Retailers looking for a starting point would be wise to include Grüner but, like Darlington, many in the trade highlight Zweigelt as one of the up-and-coming success stories from Austria. Majestic has had Grüner Veltliner in its portfolio for more than a decade but it recently expanded its Austrian collection, including the trial of a Zweigelt.
Pearce says: “I think this could be the next big thing since juicy, fruity reds are working a treat for our customers. Grüner will still be the flagship I’m sure but it needs a red partner and Zweigelt can be made in a really approachable style.”
Honegger at Newcomer also highlights Zweigelt and other lighter reds from Austria, which he says consumers are increasingly looking to explore. He says: “Wines such as Blaufränkisch, Pinot Noir and Zweigelt are increasingly being produced in Austria. There is still a big domestic demand for these but historically it was the richer reds which were exported. This is now changing and we are seeing increased demand outside of Austria for its lighter reds.
“I think the single most important red variety is Blaufränkisch and we are seeing just the beginning of the growth of this. It can compete with some of the best fine wines of France or Italy and it has such a variety of styles.
“People have compared it with the good terroir you find in Beaujolais or, if you pick the grapes later and produce whole-bunch wines, then you could think of it as being more similar to a Northern Rhône Syrah.”
Darlington also points to Austrian reds, “whether that’s lighter, fruitier styles much like Zweigelt, or the bolder offerings from the southern regions where grapes like Blaufränkisch and St Laurent thrive”.
Similarly, Augschöll confirms Austria’s red wines are gaining in popularity.
She adds: “Red quality wines saw an increase of 45% in value and 72% in volume in the first nine months of 2019 compared to 2018.

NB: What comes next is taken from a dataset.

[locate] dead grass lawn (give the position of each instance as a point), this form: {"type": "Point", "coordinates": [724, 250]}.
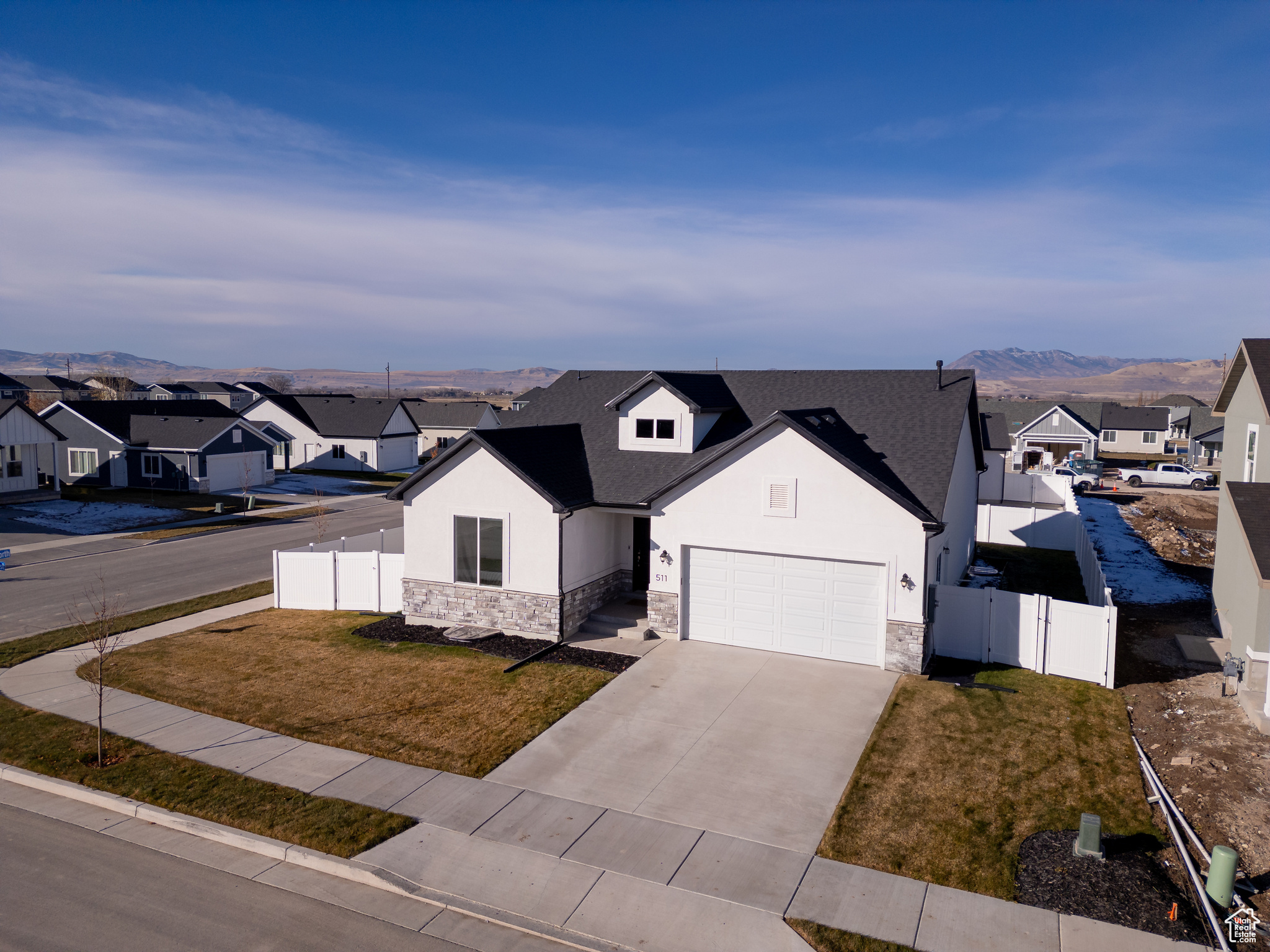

“In addition, there is definitely a higher interest in Austria’s rarities, such as Zierfandler, Rotgipfler, Roter Veltliner and Wiener Gemischter Satz.”
Augschöll also notes that Austria can rely on its success with international varieties “which are combined with a clear identity”, such as its Rieslings.
Pearce also sees an “exciting opportunity” for varieties such as Riesling, with the more engaged wine consumer.
She adds: “I would love to see more of the Pinot Blanc, which seems to be kept within the country.”
Looking ahead, it is clear Austria can produce wines of interest, but do the nation’s wines offer any additional plus points for retailers?
Those in the UK that are already reporting strong sales from Austria highlight anumber of keys to its success, including the fact its wines are often lower in alcohol and that they are known for being food friendly.
Darlington says: “Despite the renaissance having been going strong for a number of years now, Austrian wines still hold something of a novelty factor with many wine drinkers. There is also a groundswell of support for lighter wines (especially lighter reds) and lower alcohol levels, and Austrian wines regularly deliver on these and deliver well.
“What’s more, it is a relatively youthful wine industry, with a new generation of charismatic young winemakers, a great push towards organic and biodynamic viticulture, and a strong natural wine scene. There are great stories to tell.”
Majestic’s Pearce adds: “I think the Austrian style appeals to customers who like the restraint and freshness of European whites but want to look outside the regions commonly found in the UK market.
“I think they have similar appeal to Italian whites – not too fruity, clean mineral flavours and not too alcoholic. All that means they are great to pair with food.”